El gran cambio, donde el sexo casual sin cortejo se convirtió en una conducta normalizada se dio en los años ochenta. Las relaciones de largo plazo habían pasado de moda y esta tendencia era global. Los programas televisivos reforzaban esta conducta y el deseo se convierte en el rey del proceso de cortejo. Hay que ser atractivo, deseable, popular. Ser estable y brindar un soporte firme no genera un especial valor; esta aparente banalización de las relaciones, ha ido progresando a un estilo actual que va del enganche (hooking up) en Tinder, Grinder, Elite, Be2, Meetic, Happen, etc. Son los medios de contacto a través de redes sociales. Éstas promueven, desde un encuentro casual, hasta la posibilidad de conocer a alguien que efectivamente desea conocer una pareja estable y comprometida para compartir la vida.

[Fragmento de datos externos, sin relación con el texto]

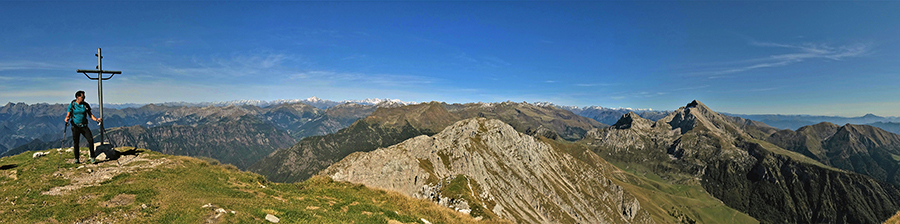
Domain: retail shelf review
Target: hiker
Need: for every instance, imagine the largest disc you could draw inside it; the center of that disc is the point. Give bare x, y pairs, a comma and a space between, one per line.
78, 112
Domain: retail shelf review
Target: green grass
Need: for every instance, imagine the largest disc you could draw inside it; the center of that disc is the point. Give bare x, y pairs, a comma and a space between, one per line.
175, 191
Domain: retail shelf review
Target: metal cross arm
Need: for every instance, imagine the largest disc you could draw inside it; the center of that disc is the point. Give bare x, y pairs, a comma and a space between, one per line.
100, 72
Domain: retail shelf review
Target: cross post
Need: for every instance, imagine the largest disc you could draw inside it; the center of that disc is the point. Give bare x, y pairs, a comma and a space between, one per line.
99, 79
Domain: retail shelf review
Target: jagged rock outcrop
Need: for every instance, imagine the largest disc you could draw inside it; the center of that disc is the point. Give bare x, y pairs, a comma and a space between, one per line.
499, 171
389, 126
774, 185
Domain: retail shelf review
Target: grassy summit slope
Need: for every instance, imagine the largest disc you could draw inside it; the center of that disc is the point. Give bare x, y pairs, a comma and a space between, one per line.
150, 187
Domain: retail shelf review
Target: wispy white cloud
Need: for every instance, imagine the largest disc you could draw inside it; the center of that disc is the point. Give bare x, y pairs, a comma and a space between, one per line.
692, 88
595, 84
361, 79
31, 65
801, 52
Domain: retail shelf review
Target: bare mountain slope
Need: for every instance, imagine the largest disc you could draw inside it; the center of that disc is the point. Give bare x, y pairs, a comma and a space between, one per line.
486, 167
389, 126
859, 148
695, 144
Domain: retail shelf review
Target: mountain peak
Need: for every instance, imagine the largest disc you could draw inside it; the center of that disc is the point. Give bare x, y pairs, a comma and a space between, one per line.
314, 99
696, 103
632, 119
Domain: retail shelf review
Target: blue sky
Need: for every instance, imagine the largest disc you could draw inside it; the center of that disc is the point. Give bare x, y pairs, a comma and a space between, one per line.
822, 58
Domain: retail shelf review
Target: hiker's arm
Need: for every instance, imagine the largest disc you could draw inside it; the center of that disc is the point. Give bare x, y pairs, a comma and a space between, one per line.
95, 118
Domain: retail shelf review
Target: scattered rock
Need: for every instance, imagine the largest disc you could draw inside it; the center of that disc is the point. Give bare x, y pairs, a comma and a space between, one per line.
272, 218
119, 200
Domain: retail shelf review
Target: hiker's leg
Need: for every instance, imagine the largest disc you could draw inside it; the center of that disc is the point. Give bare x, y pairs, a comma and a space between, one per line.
90, 138
75, 140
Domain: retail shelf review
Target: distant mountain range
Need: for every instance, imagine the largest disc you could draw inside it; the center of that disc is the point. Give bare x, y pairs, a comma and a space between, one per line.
312, 101
389, 126
793, 122
239, 135
696, 145
531, 163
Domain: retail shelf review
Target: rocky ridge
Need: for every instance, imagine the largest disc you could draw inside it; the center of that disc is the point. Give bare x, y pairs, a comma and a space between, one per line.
389, 126
507, 173
859, 148
697, 145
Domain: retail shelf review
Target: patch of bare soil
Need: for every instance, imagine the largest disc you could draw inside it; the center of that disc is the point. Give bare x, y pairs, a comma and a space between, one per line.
94, 174
119, 200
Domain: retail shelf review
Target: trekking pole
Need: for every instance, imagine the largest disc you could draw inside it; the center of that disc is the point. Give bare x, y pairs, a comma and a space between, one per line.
61, 145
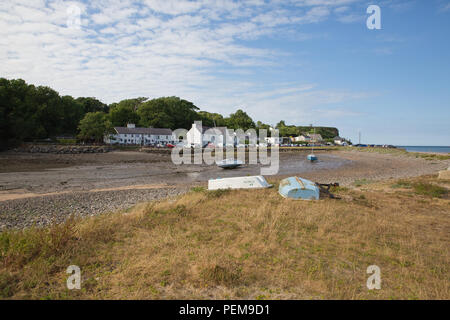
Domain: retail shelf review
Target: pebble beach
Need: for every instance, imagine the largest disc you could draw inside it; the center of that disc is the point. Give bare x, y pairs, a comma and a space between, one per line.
37, 189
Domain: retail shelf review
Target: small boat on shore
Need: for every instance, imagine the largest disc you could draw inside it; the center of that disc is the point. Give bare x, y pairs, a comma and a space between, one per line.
229, 163
251, 182
298, 189
312, 157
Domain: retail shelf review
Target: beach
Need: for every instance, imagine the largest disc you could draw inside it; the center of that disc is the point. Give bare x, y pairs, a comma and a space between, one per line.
40, 189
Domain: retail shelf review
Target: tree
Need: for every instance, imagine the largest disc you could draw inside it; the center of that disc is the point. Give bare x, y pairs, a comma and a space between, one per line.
91, 104
120, 115
240, 120
94, 126
72, 114
211, 119
132, 104
168, 112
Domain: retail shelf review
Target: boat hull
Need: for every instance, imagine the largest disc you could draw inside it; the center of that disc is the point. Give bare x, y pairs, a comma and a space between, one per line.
251, 182
298, 189
229, 164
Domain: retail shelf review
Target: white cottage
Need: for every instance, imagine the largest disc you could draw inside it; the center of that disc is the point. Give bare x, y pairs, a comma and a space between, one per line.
199, 136
140, 136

El mercado del amor se ha sofisticado en su invención hasta el grado de hacer una ventana de oferta y demanda sumamente segmentado por intereses, edades, orientación sexual, etc. Y, aunque se suele decir que nunca segunda partes fueron buenas, en el amor hoy se estilan segundas, terceras, cuartas y hasta múltiples y simultáneas. Las parejas homosexuales pugnan por la posibilidad de casarse como lo hicieron sus anticuados padres heterosexuales. Los heteros ya no quieren compromisos, mientras que todos (heteros, homos y bisexuales) empiezan a explorar alternativas pansexuales y poliamorosas que amplían su panorama de ser amorosos y recibir amor. Claro, ésta es sólo una cara de la moneda, por el otro lado, muchas personas de muy distintas edades han empezado a desarrollar una especie de fobia por las relaciones de pareja. Se sienten invadidas y tienen miedo, además, (mucho miedo) de contraer algún tipo de ETS o de conocer a algún asesino serial, por lo tanto, prefieren no establecer vínculos por fuera de las redes. Pueden pasar años conversando con uno o varios prospectos, incluso tener una relación virtual que, de alguna manera, viene a suplir la que se concretan en el espacio físico real.

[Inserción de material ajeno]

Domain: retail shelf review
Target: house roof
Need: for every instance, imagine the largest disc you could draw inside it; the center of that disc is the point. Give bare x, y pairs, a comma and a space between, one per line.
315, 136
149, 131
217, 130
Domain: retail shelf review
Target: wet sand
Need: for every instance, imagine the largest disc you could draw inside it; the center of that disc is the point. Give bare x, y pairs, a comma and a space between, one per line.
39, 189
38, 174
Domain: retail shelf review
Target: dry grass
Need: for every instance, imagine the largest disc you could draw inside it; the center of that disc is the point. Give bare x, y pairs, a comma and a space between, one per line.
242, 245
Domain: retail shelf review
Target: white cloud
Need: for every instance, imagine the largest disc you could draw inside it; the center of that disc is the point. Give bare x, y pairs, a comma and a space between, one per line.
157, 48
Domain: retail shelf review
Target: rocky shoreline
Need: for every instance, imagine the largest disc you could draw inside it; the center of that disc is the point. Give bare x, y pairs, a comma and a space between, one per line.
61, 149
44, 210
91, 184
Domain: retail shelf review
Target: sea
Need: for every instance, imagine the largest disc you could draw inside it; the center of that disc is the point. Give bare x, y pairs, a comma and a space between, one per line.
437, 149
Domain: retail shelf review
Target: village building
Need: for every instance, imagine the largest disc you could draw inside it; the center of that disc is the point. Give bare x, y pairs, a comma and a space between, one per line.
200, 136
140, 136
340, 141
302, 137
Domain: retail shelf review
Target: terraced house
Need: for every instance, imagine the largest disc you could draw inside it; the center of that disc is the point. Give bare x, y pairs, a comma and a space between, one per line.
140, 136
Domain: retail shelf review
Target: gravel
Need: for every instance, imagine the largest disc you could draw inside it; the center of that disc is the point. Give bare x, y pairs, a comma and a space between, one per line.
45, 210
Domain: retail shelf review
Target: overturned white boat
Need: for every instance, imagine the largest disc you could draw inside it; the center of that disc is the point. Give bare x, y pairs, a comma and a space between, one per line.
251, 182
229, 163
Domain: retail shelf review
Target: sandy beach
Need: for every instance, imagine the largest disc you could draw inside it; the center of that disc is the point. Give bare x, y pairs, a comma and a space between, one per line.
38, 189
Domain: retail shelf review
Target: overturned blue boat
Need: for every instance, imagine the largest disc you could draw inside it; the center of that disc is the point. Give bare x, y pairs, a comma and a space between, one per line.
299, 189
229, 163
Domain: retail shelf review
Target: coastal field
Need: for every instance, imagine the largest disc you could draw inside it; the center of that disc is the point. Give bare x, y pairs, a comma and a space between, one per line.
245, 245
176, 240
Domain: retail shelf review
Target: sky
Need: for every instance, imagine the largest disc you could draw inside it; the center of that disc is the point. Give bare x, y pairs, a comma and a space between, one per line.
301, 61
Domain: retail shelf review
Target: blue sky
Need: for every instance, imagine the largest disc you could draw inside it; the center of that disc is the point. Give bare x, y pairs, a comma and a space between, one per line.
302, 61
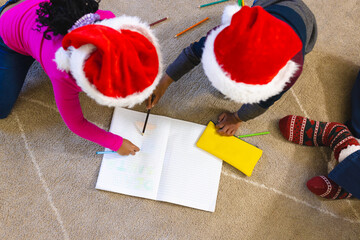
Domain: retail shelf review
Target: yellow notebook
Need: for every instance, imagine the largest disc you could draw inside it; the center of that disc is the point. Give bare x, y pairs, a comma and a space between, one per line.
232, 150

Se tiene temor al compromiso, al contacto físico, a la cercanía y a la intimidad. El desarrollo de robots y programas para ser acompañantes del individuo que se aísla están en boga. ¿Me pregunto a dónde nos llevará el futuro? ¿Será que la reproducción asistida sea el camino para la supervivencia de la especie y que los seres humanos vayan teniendo una actitud cada vez más aislada y temerosa? Yo quisiera apostar por una revaloración de lo ecológico, lo orgánico en las relaciones humanas. Que se reconozca la importancia del contacto, de la mirada que establece contacto con la mirada del otro y con los aromas que pueden encendernos y conectarnos con el otro. ¿Cuántos otros? ¿Cuáles otros? ¿De qué orientación? ¿En secuencia o simultáneamente? No lo sé, creo que, en función de mi experiencia personal y de la buena fortuna que he tenido al elegir a mi compañera de vida, mi deseo es que este invento llamado amor, vuelva a ser un vínculo humano que nos acerque y nos lleve a disfrutar de nuestra individualidad y de la posibilidad de cuidar, querer, proteger y fundar una vida en compañía de los seres que amamos, o los que amemos. Si el amor es, a fin de cuentas, un constructo humano, hagamos de esta invención lo más disfrutable, feliz y abrazador que nos toque vivir.